SOKOLOV FAIT SON FESTIVAL À SALZBOURG

Ignoré du grand public, Grigory Sokolov appartient à cette lignée de pianistes pour qui la musique est autre chose qu'une succession de notes.

Voici le premier témoignage sous étiquette Deutsche Grammophon ­ il semble que d’autres parutions soient prévues ­ de Grigory Sokolov, " légende vivante " du piano selon la terminologie consacrée (voir notre portrait pages 68-69). Est-il le plus " grand " comme le pensent certains de ses confrères ? La " grandeur " est-elle perceptible au disque ?

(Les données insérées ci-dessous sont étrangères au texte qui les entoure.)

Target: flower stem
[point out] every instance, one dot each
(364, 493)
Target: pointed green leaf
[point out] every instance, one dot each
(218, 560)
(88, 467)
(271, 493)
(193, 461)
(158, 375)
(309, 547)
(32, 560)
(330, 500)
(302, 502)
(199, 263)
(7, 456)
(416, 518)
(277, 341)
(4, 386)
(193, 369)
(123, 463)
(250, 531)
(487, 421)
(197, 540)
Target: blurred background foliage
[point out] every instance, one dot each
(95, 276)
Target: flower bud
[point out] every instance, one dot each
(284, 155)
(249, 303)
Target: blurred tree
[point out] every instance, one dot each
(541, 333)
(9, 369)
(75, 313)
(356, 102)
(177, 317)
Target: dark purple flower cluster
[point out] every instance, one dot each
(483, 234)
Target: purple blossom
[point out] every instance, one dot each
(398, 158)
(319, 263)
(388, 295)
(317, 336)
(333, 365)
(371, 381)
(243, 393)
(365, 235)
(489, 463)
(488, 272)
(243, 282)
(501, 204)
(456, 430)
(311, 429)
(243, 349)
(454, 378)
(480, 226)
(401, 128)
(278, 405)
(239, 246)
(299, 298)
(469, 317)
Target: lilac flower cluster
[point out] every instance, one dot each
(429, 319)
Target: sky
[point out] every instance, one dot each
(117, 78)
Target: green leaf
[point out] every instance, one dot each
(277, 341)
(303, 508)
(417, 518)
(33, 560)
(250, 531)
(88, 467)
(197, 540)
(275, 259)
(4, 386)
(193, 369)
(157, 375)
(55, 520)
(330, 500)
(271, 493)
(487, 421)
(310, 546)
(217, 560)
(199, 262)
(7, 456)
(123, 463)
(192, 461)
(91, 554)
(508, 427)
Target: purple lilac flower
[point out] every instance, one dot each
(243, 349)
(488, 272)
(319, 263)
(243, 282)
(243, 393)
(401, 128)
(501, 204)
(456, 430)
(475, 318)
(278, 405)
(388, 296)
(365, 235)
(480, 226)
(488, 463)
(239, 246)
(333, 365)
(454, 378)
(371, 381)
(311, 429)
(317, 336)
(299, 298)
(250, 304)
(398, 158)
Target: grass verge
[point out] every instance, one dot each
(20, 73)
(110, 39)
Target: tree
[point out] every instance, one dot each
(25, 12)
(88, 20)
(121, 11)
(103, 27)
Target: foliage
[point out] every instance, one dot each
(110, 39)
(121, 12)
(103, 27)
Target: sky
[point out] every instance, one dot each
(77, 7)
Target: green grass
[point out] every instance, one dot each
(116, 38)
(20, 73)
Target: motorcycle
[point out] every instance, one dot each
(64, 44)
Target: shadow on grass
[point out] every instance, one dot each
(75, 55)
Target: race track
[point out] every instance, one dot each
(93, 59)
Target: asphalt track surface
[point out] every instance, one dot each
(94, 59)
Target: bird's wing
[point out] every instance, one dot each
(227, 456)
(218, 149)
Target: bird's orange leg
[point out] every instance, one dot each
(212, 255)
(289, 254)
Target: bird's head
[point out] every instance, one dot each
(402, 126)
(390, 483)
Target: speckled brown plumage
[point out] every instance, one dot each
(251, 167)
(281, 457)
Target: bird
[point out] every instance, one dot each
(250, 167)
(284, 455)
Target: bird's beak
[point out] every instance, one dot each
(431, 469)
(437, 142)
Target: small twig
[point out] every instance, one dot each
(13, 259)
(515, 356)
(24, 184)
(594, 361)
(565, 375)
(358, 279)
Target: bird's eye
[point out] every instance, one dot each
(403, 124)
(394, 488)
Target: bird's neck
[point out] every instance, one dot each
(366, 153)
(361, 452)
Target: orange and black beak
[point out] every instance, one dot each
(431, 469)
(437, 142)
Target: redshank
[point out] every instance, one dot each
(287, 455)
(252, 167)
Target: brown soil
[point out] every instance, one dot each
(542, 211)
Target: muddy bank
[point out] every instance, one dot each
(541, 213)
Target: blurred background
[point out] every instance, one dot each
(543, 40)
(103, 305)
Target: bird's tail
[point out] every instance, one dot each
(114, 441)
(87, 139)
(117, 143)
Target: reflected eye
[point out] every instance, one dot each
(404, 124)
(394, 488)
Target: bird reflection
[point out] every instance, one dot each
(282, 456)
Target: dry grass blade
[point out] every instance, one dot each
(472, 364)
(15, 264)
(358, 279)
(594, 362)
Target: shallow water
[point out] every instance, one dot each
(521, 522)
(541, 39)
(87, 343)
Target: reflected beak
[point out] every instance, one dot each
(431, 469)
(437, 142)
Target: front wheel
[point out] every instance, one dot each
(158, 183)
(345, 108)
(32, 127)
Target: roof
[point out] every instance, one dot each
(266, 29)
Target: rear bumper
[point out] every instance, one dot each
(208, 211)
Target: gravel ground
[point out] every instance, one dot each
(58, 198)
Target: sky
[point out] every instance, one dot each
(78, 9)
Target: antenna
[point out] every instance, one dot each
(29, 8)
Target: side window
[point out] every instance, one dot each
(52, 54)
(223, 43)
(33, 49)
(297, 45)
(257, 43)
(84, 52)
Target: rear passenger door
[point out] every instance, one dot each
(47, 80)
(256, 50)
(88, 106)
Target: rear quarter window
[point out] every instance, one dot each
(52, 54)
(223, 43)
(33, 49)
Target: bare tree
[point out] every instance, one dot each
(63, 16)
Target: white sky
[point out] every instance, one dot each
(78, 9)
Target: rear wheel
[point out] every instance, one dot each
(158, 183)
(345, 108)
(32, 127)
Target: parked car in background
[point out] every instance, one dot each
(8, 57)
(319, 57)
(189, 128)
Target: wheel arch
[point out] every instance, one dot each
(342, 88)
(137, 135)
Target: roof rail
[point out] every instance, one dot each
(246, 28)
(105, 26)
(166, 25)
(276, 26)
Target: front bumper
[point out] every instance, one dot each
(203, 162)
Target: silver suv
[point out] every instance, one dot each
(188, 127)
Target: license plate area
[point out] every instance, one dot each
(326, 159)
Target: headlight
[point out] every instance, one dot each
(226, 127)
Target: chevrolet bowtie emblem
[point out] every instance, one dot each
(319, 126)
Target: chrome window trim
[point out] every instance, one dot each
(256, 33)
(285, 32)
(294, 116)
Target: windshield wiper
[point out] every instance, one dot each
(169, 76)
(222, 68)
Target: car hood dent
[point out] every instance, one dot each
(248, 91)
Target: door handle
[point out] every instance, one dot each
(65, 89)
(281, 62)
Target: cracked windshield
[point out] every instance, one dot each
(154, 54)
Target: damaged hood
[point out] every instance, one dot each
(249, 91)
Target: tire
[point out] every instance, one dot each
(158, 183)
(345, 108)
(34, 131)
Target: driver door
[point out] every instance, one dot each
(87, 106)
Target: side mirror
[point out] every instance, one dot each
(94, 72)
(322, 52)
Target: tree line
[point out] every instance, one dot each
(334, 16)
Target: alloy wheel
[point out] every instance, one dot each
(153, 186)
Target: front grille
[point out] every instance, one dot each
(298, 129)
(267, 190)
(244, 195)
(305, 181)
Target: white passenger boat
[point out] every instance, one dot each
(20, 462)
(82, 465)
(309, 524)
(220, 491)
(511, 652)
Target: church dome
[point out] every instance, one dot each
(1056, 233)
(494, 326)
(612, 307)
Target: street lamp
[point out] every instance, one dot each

Enregistré il y a sept ans au festival de Salzbourg, ce disque répond en effet à cette interrogation. Tout est dit dans les premières mesures, dans la manière de poser les doigts sur le clavier, de phraser le Premier Prélude de Chopin. La douceur et l’élégance de la respiration fascinent tout autant que le contrôle absolu du temps, l’oubli de la part de l’artiste, de toute présence autour de lui. Il délivre avec un calme sidérant le message musical. Qui peut, même en studio, atteindre ce délié poétique, " souriant " de la main gauche dans le Troisième Prélude ? Sokolov transcende la notion de perfection de jeu. Il nous invite à entrer dans chaque Prélude, une sorte de méditation (n° 7). Nul maniérisme, nul pathos, rien qui ne soit absolument nécessaire à l’expression du chant jusque dans la passion (n° 8).
Les deux Sonates de Mozart en fa majeur sont d’une concentration absolue dans les mouvements extrêmes. Pétillantes, elles manient les ruptures et les silences avec une véritable science du théâtre. Dans les mouvements lents, jamais la phrase ne baisse de tension. Elle est comme portée par un art du chant et un sens de l’espace que l’on ne retrouve guère que chez Aldo Ciccolini et Menahem Pressler.
Les " bis ", entachés parfois d’un souffle fort (Scriabine Opus 69 n° 1 et n° 2, Chopin, Mazurkas op. 68 n° 2, op. 63 n° 3, Rameau, Les Sauvages, Johann Sebastian Bach, " Ich ruf zu dir " BWV 639), prolongent ces instants touchés par la grâce.